TICK VALUE & P&L MECHANICS
Plain English
Every futures contract moves in 'ticks' — the smallest price increment — each worth a fixed dollar amount. Knowing tick values cold is foundational; trading without knowing them is trading blind.
Going deeper
ES (S&P 500): 0.25 point tick = $12.50. NQ (Nasdaq): 0.25 point = $5. CL (crude oil): $0.01 = $10. GC (gold): $0.10 = $10. ZN (10-year): 1/64 = $15.625. Multiply ticks moved by tick value by contract count to get P&L. Tick value differs by market and contract; always verify on the exchange's contract spec page. Mental math: 'how many ticks am I risking and what's the dollar?' should happen before every entry.
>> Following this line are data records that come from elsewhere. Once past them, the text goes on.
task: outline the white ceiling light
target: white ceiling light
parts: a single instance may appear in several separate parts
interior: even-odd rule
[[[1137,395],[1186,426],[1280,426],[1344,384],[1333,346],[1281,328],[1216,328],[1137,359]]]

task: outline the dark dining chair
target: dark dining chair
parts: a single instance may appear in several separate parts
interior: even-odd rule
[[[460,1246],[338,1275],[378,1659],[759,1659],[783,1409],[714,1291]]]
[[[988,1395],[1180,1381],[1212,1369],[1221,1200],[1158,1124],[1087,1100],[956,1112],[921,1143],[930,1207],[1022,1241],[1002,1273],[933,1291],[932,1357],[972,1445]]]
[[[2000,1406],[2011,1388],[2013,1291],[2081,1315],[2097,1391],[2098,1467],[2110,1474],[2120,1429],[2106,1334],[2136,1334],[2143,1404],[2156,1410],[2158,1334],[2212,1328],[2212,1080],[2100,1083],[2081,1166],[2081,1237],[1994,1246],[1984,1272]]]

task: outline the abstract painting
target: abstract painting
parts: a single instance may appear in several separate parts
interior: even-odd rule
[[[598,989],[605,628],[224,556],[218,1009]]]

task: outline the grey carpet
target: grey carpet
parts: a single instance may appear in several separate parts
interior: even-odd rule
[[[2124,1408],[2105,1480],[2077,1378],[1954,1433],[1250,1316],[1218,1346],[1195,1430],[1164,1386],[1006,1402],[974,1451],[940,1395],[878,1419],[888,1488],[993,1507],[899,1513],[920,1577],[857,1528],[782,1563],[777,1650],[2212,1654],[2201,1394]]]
Confusing tick values is one of the fastest ways to over-leverage.
Examples
ES dollar move
Long 2 ES at 5,200, stop at 5,196. That's 16 ticks × $12.50 × 2 = $400 risk. Target at 5,212 = 48 ticks × $12.50 × 2 = $1,200. Risk-reward 3:1.
Crude leverage shock
Long 1 CL at $80, oil drops $2 in 30 minutes. That's 200 ticks × $10 = $2,000 loss on a single contract. Without knowing tick value, traders mis-size and blow accounts.